The story follows Nate, who has come on this trip with his estranged brother. He is getting on in years, and has fled a strange event related to a student back home. As he tries to figure out why his brother is giving him such a hard time, while also considering his fellow travellers, we get to know what happened to him back home. As it turns out, it’s probably not what you were thinking. I thought it was a real good change from the norm, too. Interesting characters, a quick, engaging plot. What more can one want from a short story? This is, overall, a really well-written bit of fiction, very much focused on the characters.

What drew me to the story was not just because I enjoyed Russo’s novel – although, they do share some elements. I am really drawn to fiction set in or connected with universities. In this case, the protagonist is a professor, and as such the story contains some interesting (and familiar to me) commentary on universities and teaching. For no other reason than they interested me, and because I’ve experienced similar things as both a student and teaching assistant, here are a couple of examples.

First up, that somewhat depressing moment of marking the first round of essays for a class:

“… that first batch of essays was depressingly dismal. Their authors were not stupid — the lively classroom discussions had proved that much — but the writing they produced was breathtakingly incoherent.

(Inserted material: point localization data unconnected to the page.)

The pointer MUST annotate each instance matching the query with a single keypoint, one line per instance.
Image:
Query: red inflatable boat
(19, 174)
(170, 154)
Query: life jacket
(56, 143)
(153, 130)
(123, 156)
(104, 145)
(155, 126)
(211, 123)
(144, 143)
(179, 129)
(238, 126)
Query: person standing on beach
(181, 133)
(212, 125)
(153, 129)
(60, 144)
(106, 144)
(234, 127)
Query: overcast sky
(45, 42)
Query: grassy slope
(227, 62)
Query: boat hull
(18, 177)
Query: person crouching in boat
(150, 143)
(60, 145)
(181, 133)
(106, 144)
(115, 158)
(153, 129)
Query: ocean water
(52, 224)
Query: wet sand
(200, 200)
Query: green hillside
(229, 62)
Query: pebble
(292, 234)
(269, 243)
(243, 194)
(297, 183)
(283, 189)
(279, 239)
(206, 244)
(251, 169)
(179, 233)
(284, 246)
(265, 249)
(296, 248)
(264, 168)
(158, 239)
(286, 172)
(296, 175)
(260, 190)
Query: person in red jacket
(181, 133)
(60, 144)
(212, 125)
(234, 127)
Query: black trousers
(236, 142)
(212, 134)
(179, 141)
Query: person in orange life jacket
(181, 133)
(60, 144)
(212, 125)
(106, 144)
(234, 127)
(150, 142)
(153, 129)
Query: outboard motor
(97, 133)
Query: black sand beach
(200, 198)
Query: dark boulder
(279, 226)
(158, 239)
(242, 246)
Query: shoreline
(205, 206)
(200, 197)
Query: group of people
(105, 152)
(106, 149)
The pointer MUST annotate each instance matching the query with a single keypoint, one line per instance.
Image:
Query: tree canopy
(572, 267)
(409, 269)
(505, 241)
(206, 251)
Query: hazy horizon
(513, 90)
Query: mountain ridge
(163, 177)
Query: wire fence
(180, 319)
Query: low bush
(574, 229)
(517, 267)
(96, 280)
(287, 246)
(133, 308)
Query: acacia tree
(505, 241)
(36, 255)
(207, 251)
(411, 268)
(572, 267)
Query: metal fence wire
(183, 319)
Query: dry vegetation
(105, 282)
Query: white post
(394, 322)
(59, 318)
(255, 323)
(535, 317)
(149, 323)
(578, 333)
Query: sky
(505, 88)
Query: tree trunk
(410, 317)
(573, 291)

All their academic lives, they’d been cutting and pasting from the Internet — a phrase here, a sentence there—creating a pastiche of observations linked by little more than general subject matter. Individual sentences, lifted from their original context and plopped down in a foreign one, varied wildly in tone and style. Given a list of transitional phrases — but, rather, on the other hand, while, hence — the essay’s alleged authors would’ve been helpless to choose the one that correctly expressed the relationship between juxtaposed assertions, had such a relationship by chance occurred. Whole paragraphs were maddeningly free of both mistakes and meaning.”

The awkwardness of essay hand-back sessions, when hitherto spoon-fed and pampered students, not as brilliant as their parents have no doubt always told them, realise that completing the assignment is not enough to get an A…

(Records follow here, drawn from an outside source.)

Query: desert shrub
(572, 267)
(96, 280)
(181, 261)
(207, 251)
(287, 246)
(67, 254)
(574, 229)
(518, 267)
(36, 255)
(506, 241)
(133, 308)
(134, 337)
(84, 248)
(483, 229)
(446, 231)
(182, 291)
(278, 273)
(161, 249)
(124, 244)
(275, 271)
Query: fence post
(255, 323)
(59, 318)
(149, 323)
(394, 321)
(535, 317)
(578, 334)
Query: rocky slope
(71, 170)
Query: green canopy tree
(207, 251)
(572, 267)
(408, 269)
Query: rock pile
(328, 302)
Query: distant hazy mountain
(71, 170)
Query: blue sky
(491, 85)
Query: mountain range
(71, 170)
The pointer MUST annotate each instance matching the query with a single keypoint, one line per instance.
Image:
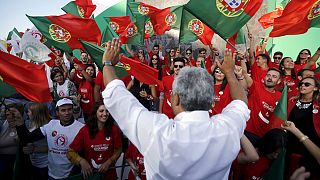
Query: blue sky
(13, 12)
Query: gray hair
(195, 89)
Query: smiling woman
(100, 140)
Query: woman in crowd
(288, 74)
(305, 60)
(168, 63)
(221, 90)
(304, 113)
(146, 94)
(268, 148)
(135, 160)
(39, 115)
(9, 142)
(85, 89)
(63, 87)
(100, 142)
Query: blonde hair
(40, 114)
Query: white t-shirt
(59, 138)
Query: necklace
(303, 105)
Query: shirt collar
(192, 116)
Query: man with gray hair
(192, 145)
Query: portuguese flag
(128, 31)
(267, 20)
(118, 23)
(224, 17)
(28, 79)
(297, 17)
(141, 12)
(166, 19)
(142, 72)
(65, 31)
(192, 29)
(279, 115)
(80, 9)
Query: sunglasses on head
(217, 71)
(306, 84)
(176, 66)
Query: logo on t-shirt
(61, 141)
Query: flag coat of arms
(65, 31)
(225, 17)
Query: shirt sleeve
(237, 114)
(78, 143)
(135, 121)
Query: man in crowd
(165, 105)
(193, 145)
(59, 134)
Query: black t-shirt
(302, 116)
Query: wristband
(107, 63)
(303, 138)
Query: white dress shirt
(192, 146)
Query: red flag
(65, 31)
(297, 17)
(142, 72)
(28, 79)
(267, 20)
(118, 23)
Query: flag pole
(212, 29)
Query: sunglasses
(306, 84)
(217, 71)
(180, 66)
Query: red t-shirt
(257, 73)
(256, 170)
(86, 91)
(100, 148)
(137, 158)
(262, 104)
(221, 98)
(167, 84)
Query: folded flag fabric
(28, 79)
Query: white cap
(64, 101)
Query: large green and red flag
(142, 72)
(297, 17)
(80, 8)
(224, 17)
(267, 20)
(28, 79)
(128, 31)
(192, 29)
(166, 19)
(279, 115)
(141, 12)
(65, 31)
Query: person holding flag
(303, 111)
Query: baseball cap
(64, 101)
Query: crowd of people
(193, 128)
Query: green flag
(224, 17)
(96, 54)
(276, 171)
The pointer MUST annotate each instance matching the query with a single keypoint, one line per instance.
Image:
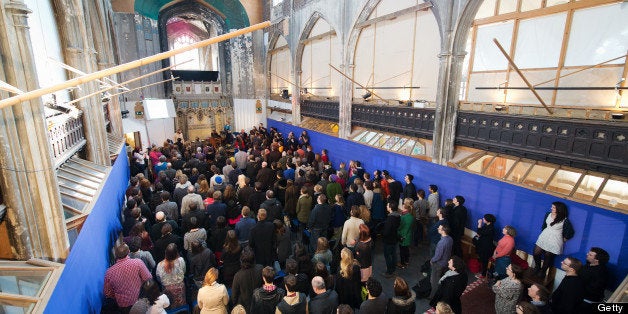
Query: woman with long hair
(364, 253)
(203, 188)
(551, 240)
(348, 280)
(231, 252)
(139, 230)
(403, 299)
(212, 297)
(508, 290)
(323, 253)
(451, 285)
(501, 256)
(171, 273)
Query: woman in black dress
(451, 285)
(484, 241)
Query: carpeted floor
(478, 298)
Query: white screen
(159, 109)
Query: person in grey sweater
(441, 257)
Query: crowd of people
(263, 224)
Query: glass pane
(499, 167)
(390, 142)
(480, 163)
(368, 137)
(407, 149)
(538, 176)
(75, 194)
(419, 149)
(615, 194)
(73, 202)
(86, 172)
(564, 181)
(67, 213)
(11, 309)
(357, 138)
(75, 186)
(22, 282)
(399, 144)
(77, 179)
(588, 187)
(519, 171)
(379, 140)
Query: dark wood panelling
(598, 146)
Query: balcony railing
(66, 136)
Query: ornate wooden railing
(66, 136)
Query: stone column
(296, 98)
(35, 218)
(445, 118)
(75, 33)
(345, 103)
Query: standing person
(434, 202)
(501, 256)
(539, 297)
(348, 280)
(483, 242)
(212, 297)
(351, 228)
(319, 220)
(409, 191)
(403, 300)
(441, 257)
(458, 220)
(567, 298)
(124, 279)
(451, 285)
(433, 233)
(421, 207)
(246, 280)
(394, 187)
(171, 273)
(595, 277)
(390, 239)
(556, 230)
(266, 297)
(508, 290)
(324, 301)
(263, 240)
(364, 253)
(304, 206)
(294, 301)
(405, 235)
(376, 301)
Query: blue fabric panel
(513, 205)
(80, 288)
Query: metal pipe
(127, 66)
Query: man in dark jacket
(389, 236)
(319, 221)
(376, 301)
(458, 221)
(325, 301)
(567, 297)
(266, 298)
(294, 301)
(257, 198)
(272, 206)
(262, 240)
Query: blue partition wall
(80, 288)
(513, 205)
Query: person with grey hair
(124, 279)
(191, 197)
(325, 301)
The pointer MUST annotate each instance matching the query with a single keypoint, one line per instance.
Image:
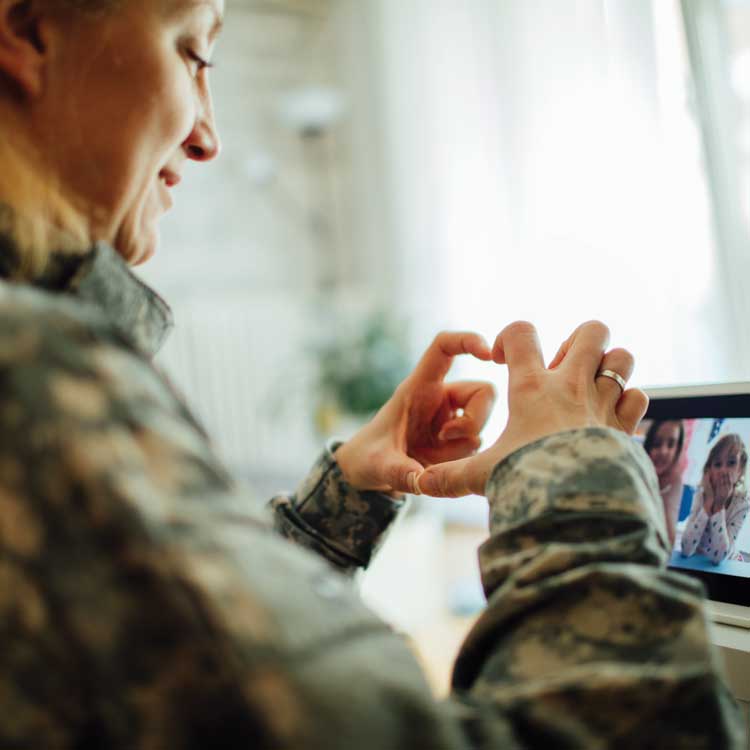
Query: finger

“Handing back student essays, especially the first batch, was invariably an unpleasant duty, marking as it did the end of the academic honeymoon. Here they’d all been getting along so well, pretending to be the best of friends, and now this. A grade. Having briefly imagined that this class would be different, they now understood it wasn’t. Betrayed again.”

And the frustrating reality of students not realising that clarity is oh-so-very-important.

“… students, even the English majors, were content for their meaning to loiter in the shadows of their murky prose, as if clarity were a shared responsibility between writer and reader. His prose workshops flew in the face of their unshakable conviction that the essays they turned in were a private matter between them and him, sort of like therapy or confession.”

Anyway, back to the review. This is a short, well-written and well-constructed short story. Nate in Venice is a great introduction to Russo’s writing and style, and was a very enjoyable read. Very much recommended.